Bunch of fucking cowards.

BUT

Take some of the ideas behind that tech. You can replace “removing noise words” with “search for statistically significant digrams and trigrams” and then look for clusters of occurrences of those across the document space.

Now what would that give you? The software itself wouldn’t “understand” shit. Software can’t. (Sorry Carmack, no AI for you.) But what it WOULD be able to do is say “Hey, these two documents talk about the same thing. Not only that, but talking about topic X (having a preponderance of commonly related statistically significant phrases) crosses over with talking about topic Y.”

So it would be able to figure out that Document A and Document B were topically related and keep that information indexed.

How the hell would that help?

At the end of the day, one of the things I’d be able to do is write a few sentence paragraph and submit the thing, looking for other instances of the same topic.

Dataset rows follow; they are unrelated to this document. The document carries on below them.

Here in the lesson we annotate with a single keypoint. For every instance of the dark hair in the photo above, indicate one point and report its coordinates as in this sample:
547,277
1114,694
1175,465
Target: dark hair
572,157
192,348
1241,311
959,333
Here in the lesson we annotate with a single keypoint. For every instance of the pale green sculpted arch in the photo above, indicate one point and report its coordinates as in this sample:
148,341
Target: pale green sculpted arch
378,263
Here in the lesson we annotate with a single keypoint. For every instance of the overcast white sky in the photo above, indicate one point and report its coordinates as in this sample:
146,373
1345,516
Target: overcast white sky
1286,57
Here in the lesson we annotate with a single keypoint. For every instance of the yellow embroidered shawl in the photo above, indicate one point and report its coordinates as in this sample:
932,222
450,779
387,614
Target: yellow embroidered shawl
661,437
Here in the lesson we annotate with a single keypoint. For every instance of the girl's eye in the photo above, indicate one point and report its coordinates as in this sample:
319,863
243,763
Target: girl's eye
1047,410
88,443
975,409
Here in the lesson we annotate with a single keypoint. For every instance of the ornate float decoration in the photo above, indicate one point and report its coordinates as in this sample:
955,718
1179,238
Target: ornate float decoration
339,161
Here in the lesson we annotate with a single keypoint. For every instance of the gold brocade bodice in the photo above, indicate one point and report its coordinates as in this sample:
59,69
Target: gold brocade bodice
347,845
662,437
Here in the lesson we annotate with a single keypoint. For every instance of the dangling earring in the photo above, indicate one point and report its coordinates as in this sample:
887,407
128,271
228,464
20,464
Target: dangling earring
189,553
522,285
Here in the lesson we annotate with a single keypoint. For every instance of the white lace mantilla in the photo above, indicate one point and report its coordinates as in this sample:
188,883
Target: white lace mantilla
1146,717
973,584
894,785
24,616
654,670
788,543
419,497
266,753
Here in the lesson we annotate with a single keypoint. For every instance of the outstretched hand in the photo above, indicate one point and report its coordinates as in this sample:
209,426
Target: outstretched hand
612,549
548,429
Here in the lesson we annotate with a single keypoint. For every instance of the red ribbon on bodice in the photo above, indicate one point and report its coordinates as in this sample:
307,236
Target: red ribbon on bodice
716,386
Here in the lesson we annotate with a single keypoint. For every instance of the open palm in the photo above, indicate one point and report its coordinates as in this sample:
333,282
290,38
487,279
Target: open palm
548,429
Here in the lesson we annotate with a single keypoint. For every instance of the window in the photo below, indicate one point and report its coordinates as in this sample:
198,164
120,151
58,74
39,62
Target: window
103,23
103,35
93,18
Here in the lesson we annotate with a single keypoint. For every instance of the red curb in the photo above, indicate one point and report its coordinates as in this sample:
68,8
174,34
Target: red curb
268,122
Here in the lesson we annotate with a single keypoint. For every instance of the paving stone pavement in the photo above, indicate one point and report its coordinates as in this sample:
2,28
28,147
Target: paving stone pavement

So no more mindless repetition!

(Lol. That one was just for us.)

Now, a couple other things:

Because the author is always one of three people (them being me, myself, and I) the style will be remarkably consistent, especially since I tend to codify the same topics over time using the same nomenclature. So such a thing should work particularly well.

Plus, it’s not inconceivable that I could take these pseudo-topics and use them to come up with a category or topic name. There can’t be THAT many of them, and the process would be purely additive, so I could just kinda chip away at it.

THAT way I’d be able to tell if I’d written about all this before having embarked on writing this post about it, possibly again.